Though there are a couple of downers (a.k.a. the cost of living), there are many (many, many, many) perks about living near DC. My favorite perk is the Smithsonian. If you drive into DC and get there right at 10:00 am, you can park on the street free for three hours. You have to get there right at 10:00 though.
London was out of school on Tuesday so we took a little drive downtown. Though I had gotten directions from a friend, and they seemed fairly easy, I was getting nervous about the parking aspect because it was 10:15 before we made it across the Potomac, and I had forgotten the GPS (which, for all of you west-coasters, can cause major anxiety out here for even the most directionally-inclined). Luckily, we got the last spot on the street (I kid you not), and I can tell you I breathed much easier after my flawless parallel parking job. That’s when the sheer joy of wandering the nation’s capitol with my kids kicked in.
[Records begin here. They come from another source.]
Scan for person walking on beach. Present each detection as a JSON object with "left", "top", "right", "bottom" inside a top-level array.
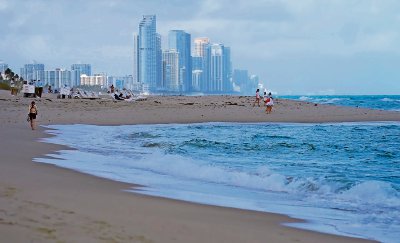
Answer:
[
  {"left": 265, "top": 93, "right": 274, "bottom": 114},
  {"left": 28, "top": 101, "right": 37, "bottom": 130},
  {"left": 263, "top": 91, "right": 269, "bottom": 106},
  {"left": 253, "top": 89, "right": 260, "bottom": 107}
]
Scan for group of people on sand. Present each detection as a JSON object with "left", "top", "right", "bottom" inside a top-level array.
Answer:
[{"left": 253, "top": 89, "right": 274, "bottom": 114}]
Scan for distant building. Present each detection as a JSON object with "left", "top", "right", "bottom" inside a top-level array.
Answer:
[
  {"left": 106, "top": 75, "right": 139, "bottom": 90},
  {"left": 132, "top": 33, "right": 140, "bottom": 83},
  {"left": 20, "top": 63, "right": 44, "bottom": 81},
  {"left": 233, "top": 69, "right": 248, "bottom": 94},
  {"left": 163, "top": 49, "right": 183, "bottom": 92},
  {"left": 0, "top": 62, "right": 8, "bottom": 74},
  {"left": 168, "top": 30, "right": 192, "bottom": 92},
  {"left": 133, "top": 15, "right": 162, "bottom": 91},
  {"left": 44, "top": 68, "right": 72, "bottom": 90},
  {"left": 81, "top": 74, "right": 107, "bottom": 87},
  {"left": 192, "top": 37, "right": 211, "bottom": 92},
  {"left": 71, "top": 64, "right": 92, "bottom": 87},
  {"left": 192, "top": 69, "right": 203, "bottom": 92},
  {"left": 207, "top": 44, "right": 232, "bottom": 93}
]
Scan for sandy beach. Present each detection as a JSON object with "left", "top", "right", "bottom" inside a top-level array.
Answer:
[{"left": 0, "top": 91, "right": 400, "bottom": 242}]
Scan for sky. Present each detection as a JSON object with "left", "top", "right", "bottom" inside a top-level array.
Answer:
[{"left": 0, "top": 0, "right": 400, "bottom": 95}]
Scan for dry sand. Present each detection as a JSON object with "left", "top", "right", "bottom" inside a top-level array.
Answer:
[{"left": 0, "top": 91, "right": 400, "bottom": 242}]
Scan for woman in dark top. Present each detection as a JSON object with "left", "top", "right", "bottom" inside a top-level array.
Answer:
[{"left": 29, "top": 101, "right": 37, "bottom": 130}]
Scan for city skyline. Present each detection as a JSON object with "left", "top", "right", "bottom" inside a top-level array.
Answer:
[{"left": 0, "top": 0, "right": 400, "bottom": 94}]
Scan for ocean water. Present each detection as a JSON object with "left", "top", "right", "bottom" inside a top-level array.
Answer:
[
  {"left": 281, "top": 95, "right": 400, "bottom": 111},
  {"left": 35, "top": 122, "right": 400, "bottom": 242}
]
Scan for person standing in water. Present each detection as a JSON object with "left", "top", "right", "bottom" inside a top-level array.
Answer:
[
  {"left": 28, "top": 101, "right": 37, "bottom": 130},
  {"left": 253, "top": 89, "right": 260, "bottom": 107}
]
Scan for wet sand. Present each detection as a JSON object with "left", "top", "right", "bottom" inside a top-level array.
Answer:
[{"left": 0, "top": 91, "right": 392, "bottom": 242}]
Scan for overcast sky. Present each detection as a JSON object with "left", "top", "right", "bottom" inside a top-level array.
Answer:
[{"left": 0, "top": 0, "right": 400, "bottom": 94}]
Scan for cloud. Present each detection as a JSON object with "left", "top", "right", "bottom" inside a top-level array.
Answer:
[{"left": 0, "top": 0, "right": 400, "bottom": 92}]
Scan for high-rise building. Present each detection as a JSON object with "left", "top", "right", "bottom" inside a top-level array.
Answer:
[
  {"left": 232, "top": 69, "right": 251, "bottom": 94},
  {"left": 133, "top": 15, "right": 162, "bottom": 91},
  {"left": 81, "top": 74, "right": 107, "bottom": 86},
  {"left": 208, "top": 44, "right": 232, "bottom": 93},
  {"left": 21, "top": 63, "right": 44, "bottom": 81},
  {"left": 71, "top": 64, "right": 92, "bottom": 87},
  {"left": 163, "top": 49, "right": 182, "bottom": 92},
  {"left": 44, "top": 68, "right": 72, "bottom": 90},
  {"left": 168, "top": 30, "right": 192, "bottom": 92},
  {"left": 192, "top": 37, "right": 211, "bottom": 92},
  {"left": 193, "top": 37, "right": 210, "bottom": 57},
  {"left": 0, "top": 62, "right": 8, "bottom": 74},
  {"left": 132, "top": 33, "right": 140, "bottom": 83}
]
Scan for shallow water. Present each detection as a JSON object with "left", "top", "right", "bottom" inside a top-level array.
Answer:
[
  {"left": 281, "top": 95, "right": 400, "bottom": 111},
  {"left": 35, "top": 122, "right": 400, "bottom": 242}
]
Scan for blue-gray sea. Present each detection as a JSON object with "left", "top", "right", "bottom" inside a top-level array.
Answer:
[{"left": 35, "top": 96, "right": 400, "bottom": 242}]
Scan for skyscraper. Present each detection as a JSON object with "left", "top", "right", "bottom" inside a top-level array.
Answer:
[
  {"left": 133, "top": 15, "right": 162, "bottom": 91},
  {"left": 168, "top": 30, "right": 192, "bottom": 92},
  {"left": 21, "top": 63, "right": 44, "bottom": 81},
  {"left": 208, "top": 44, "right": 232, "bottom": 93},
  {"left": 163, "top": 49, "right": 182, "bottom": 92},
  {"left": 44, "top": 68, "right": 72, "bottom": 90},
  {"left": 132, "top": 33, "right": 139, "bottom": 83},
  {"left": 192, "top": 37, "right": 210, "bottom": 92},
  {"left": 71, "top": 64, "right": 92, "bottom": 87}
]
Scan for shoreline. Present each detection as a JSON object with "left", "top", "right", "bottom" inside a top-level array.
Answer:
[{"left": 0, "top": 90, "right": 394, "bottom": 242}]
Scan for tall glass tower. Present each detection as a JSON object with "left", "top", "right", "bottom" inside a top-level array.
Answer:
[
  {"left": 70, "top": 64, "right": 92, "bottom": 87},
  {"left": 21, "top": 63, "right": 44, "bottom": 81},
  {"left": 192, "top": 37, "right": 211, "bottom": 92},
  {"left": 168, "top": 30, "right": 192, "bottom": 92},
  {"left": 138, "top": 15, "right": 162, "bottom": 91}
]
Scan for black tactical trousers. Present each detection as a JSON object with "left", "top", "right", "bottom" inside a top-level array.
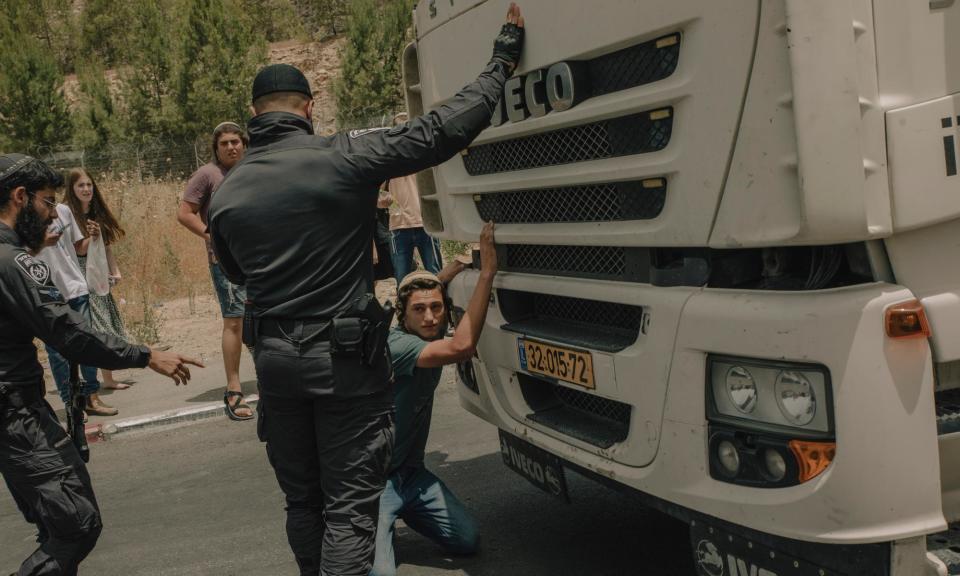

So after London and Brandt debated the finer points of where to go first (“This way!” “No!” “Yes!” “No!” “Yes!” “No!” “Yes!” “No!” “Yes!” “No!” Etc.), I opted to go to the Natural History Museum. On the way, we saw an advertisement for Night at the Museum: the Smithsonian, and to save time I’ll just say London tested all my history knowledge by asking about Napoleon, the Revolutionary War, the War of 1812, Betsy Ross, and well you get the picture. I must have passed the test because London finally said, “Wow, Mom, you even know more than me!”
In the museum, we went straight for the elevator, and after fighting a valiant fight to get to the 3rd floor, we finally settled for the 2nd. Turns out the 3rd is for employees only. Oops. But the 2nd floor was very cool.
The boys really enjoyed it. And I shouldn’t be so surprised about that.
We planned to go to the Aeronautical Museum next, but got sidetracked by “The Carousel on the Mall.” I gave London and Brandt the option: “We can get something to eat here, or we can ride the Carousel. But we can’t do both.” I’m sure it’s not hard to guess what they chose.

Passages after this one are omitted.